A-G refuses to clarify Gantz, Blue and White status threshold missed

These powers for Gantz and his party were passed into law by Blue and White, the Likud and the coalition as a full-fledged basic law, with quasi-constitutional status.

Benny Gantz (photo credit: MARC ISRAEL SELLEM/THE JERUSALEM POST)
Benny Gantz
(photo credit: MARC ISRAEL SELLEM/THE JERUSALEM POST)
Attorney-General Avichai Mandelblit refused to determine what the status will be for the Blue and White Party and Benny Gantz, should they fail to pass the electoral threshold in the Knesset election on March 23.
Gantz not only is currently defense and justice minister, but also could conceivably become prime minister on November 17 if no new coalition is formed. Gantz also controls many other ministries, and can effectively veto most policy decisions.

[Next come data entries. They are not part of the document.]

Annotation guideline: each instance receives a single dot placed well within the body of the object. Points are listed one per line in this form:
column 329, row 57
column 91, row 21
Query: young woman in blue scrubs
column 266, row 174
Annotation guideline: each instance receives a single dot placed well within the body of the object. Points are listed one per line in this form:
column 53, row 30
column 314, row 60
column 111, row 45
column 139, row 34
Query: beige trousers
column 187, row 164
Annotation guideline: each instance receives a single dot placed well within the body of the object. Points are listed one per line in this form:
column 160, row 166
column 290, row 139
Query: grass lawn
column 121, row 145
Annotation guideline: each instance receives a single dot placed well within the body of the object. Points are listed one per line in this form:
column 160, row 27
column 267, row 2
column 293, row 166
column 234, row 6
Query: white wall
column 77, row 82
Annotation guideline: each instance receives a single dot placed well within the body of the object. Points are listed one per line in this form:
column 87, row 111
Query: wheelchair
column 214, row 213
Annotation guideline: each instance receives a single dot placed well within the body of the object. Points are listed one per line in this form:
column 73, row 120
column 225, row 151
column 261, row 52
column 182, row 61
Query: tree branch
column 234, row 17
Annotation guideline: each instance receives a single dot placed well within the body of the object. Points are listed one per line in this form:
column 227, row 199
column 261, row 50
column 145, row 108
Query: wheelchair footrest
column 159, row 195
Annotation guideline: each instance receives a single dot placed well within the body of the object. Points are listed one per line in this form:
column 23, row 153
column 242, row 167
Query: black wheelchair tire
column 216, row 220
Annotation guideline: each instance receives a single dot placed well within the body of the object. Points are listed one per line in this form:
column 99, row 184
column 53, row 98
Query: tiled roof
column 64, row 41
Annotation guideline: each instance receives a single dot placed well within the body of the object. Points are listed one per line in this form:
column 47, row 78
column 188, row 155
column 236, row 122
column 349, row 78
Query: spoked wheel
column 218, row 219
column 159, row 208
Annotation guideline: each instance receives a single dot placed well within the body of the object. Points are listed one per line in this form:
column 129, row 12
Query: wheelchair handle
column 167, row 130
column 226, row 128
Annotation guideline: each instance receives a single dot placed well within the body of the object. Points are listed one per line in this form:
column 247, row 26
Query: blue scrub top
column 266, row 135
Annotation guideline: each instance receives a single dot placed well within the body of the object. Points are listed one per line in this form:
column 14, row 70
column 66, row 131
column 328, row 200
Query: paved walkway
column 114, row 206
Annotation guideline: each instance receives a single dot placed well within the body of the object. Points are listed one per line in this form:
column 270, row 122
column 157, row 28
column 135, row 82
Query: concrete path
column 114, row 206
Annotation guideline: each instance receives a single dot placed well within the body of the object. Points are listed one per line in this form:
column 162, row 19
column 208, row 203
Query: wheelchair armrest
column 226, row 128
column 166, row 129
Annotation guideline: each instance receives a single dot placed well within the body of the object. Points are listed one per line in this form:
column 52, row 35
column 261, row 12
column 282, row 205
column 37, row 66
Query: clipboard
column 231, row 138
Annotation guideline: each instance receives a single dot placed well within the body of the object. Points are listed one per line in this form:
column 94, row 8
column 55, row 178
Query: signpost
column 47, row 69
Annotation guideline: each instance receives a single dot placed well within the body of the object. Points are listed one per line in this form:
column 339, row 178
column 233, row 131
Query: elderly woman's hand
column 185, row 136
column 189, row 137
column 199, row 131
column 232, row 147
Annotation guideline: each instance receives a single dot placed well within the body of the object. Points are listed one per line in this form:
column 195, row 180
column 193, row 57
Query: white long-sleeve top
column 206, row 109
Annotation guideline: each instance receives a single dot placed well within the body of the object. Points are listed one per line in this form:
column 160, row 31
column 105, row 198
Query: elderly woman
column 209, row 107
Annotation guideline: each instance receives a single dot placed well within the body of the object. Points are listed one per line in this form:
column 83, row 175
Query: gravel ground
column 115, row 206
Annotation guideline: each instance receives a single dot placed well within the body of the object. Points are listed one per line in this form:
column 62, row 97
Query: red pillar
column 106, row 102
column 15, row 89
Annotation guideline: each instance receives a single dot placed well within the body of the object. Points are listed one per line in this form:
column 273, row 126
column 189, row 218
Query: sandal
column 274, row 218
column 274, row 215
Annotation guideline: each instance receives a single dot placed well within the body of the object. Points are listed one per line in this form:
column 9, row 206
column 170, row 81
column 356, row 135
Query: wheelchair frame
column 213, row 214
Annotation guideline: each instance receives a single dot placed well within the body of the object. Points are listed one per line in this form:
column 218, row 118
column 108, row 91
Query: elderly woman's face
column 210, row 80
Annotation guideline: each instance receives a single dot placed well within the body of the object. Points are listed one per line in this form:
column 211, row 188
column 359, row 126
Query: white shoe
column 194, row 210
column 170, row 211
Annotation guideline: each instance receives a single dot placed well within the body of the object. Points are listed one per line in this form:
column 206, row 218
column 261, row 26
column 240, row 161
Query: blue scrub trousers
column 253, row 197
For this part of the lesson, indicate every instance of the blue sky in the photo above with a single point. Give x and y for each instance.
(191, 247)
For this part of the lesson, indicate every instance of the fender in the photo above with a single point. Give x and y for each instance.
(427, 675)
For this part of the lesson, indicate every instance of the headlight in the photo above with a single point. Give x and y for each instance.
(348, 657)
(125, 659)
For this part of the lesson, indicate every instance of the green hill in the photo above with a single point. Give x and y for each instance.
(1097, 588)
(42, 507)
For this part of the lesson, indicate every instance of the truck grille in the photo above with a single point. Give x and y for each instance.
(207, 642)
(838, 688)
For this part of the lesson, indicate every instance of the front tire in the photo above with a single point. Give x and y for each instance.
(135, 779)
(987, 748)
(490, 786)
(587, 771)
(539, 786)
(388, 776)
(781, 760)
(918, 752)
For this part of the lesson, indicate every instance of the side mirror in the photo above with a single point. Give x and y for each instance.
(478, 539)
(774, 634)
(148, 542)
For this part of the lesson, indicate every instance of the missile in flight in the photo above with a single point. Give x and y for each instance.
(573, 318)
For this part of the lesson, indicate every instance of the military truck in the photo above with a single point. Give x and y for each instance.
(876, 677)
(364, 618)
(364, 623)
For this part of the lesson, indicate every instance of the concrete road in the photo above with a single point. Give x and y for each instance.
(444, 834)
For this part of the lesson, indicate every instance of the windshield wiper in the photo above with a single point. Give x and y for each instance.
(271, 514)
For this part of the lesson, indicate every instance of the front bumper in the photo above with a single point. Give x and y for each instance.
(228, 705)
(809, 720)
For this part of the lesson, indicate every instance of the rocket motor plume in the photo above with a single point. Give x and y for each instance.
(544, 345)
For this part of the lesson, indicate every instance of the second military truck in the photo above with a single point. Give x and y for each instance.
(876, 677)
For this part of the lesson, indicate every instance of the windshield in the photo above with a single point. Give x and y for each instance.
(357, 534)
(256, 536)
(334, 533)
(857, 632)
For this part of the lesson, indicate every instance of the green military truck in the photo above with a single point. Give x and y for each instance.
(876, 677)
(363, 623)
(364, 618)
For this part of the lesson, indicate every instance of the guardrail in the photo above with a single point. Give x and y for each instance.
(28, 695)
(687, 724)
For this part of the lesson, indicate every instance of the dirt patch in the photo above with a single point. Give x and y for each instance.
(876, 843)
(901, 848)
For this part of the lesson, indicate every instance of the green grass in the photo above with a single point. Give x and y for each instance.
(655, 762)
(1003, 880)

This has meant that until now Netanyahu could not fire Gantz or any Blue and White ministers, though the prime minister usually has the ability to fire anyone whenever the Knesset dissolves.
The powers for Gantz and Blue and White were passed into law by the party, the Likud, and the coalition as a full-fledged basic law with quasi-constitutional status, as part of the negotiations to form the government in May.
Gantz had hoped Mandelblit would clarify whether he and Blue and White would keep his powers and ministries in an indefinite transitional role until a new governing coalition would be formed, even if he and his party do not make it into the Knesset.
The attorney-general refused to answer on Thursday, saying the issue was too theoretical and that he would not take a position unless it came to pass.
Furthermore, Mandelblit said that any position he took only weeks before Election Day could be misconstrued as helping one party or another.
Despite the attorney-general’s restraint on the issue, and that there is no black and white answer to the dilemma, the view of most legal scholars to date is that Gantz and Blue and White would retain their special powers until a new governing coalition would be sworn in, even if they miss the threshold, because there would be no authority in Israel empowered to fire them until the current basic law is repealed.